Introduction

Julia Silge wrote a nice blog post “Song Lyrics Across the United States” where she counted the number of songs mentioning each State in Kaylin Walker’s dataset. After reading the post I decided to try a different approach to find location names in the lyrics, using automatic geoparsing instead of matching against a pre-defined list of locations. I recently created a R package for geoparsing, called geoparser, which is an interface to geoparser API.

Geoparsing

After reading the big dataset of songs lyrics I changed its encoding for not getting any special characters because I got an error from geoparser API because of that, and then I sent each song text to the API. Printing the song title wasn’t necessary but I liked seeing progress whereever I checked on the analysis.

library("dplyr")
library("readr")
library("purrr")
library("geoparser")
song_lyrics <- read_csv("data/billboard_lyrics_1964-2015.csv")
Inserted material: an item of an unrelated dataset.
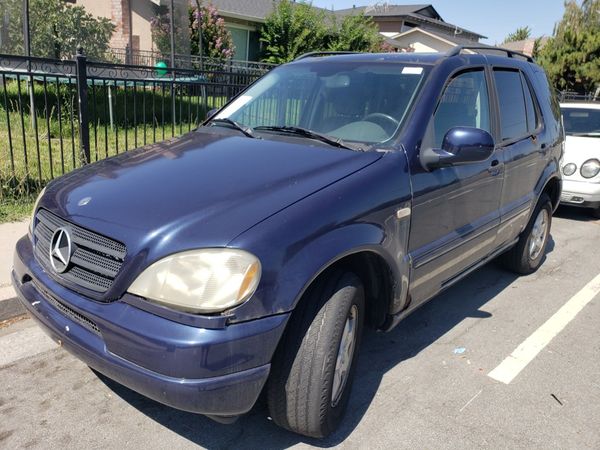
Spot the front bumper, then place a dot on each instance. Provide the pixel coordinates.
(580, 193)
(216, 372)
Encoding(song_lyrics$Lyrics) <- "latin1"  # (just to make sure)
song_lyrics$Lyrics <- iconv(song_lyrics$Lyrics, "latin1", "ASCII", sub="")

song_lyrics <- song_lyrics %>%
  filter(!is.na(Lyrics)) %>%
  by_row(function(x){
  print(x$Song)
  lala <- geoparser_q(x$Lyrics)
  lala$results
})

save(song_lyrics, file = "output/song_lyrics.RData")

Mapping

I then used tidyr to unnest the list column containing the geoparsing results, and then mapped them. If you click on a circle you’ll see the name and type of the place (is it a populated place, or an administrative division, e.g. San Francisco vs. California) and the number and titles of the songs where the location was identified.

library("dplyr")
library("leaflet")
library("tidyr")
load("output/song_lyrics.RData")

unnested_lyrics <- unnest(song_lyrics, .out)


unnested_lyrics %>%
  group_by(name, longitude, latitude, type) %>%
  summarize(n = length(unique(Song)), song = toString(unique(Song))) %>%
  group_by(name) %>%
  mutate(popup = paste(name, type, paste0(n, " songs which are ", song), sep = ",")) %>%
  ungroup() %>%
  filter(! type %in% c("continent")) %>%
  leaflet() %>%
  addTiles %>%
  addCircleMarkers(lng = ~longitude,
                   lat = ~latitude,
                   popup = ~popup)

Look at null island (longitude and latitude 0) which is actually the location given for the moon by geoparser!

Conclusion

When comparing lyrics against geoparsing results, one will surely find some inadequacies, but it was fun anyway. Keep in mind that geoparsing was not developped for geoparsing songs.

I have a feeling such an analysis could become a nice Shiny app or interactive dashboard where one could see the lyrics corresponding to any song more easily with clicks on the map but I don’t have time for that.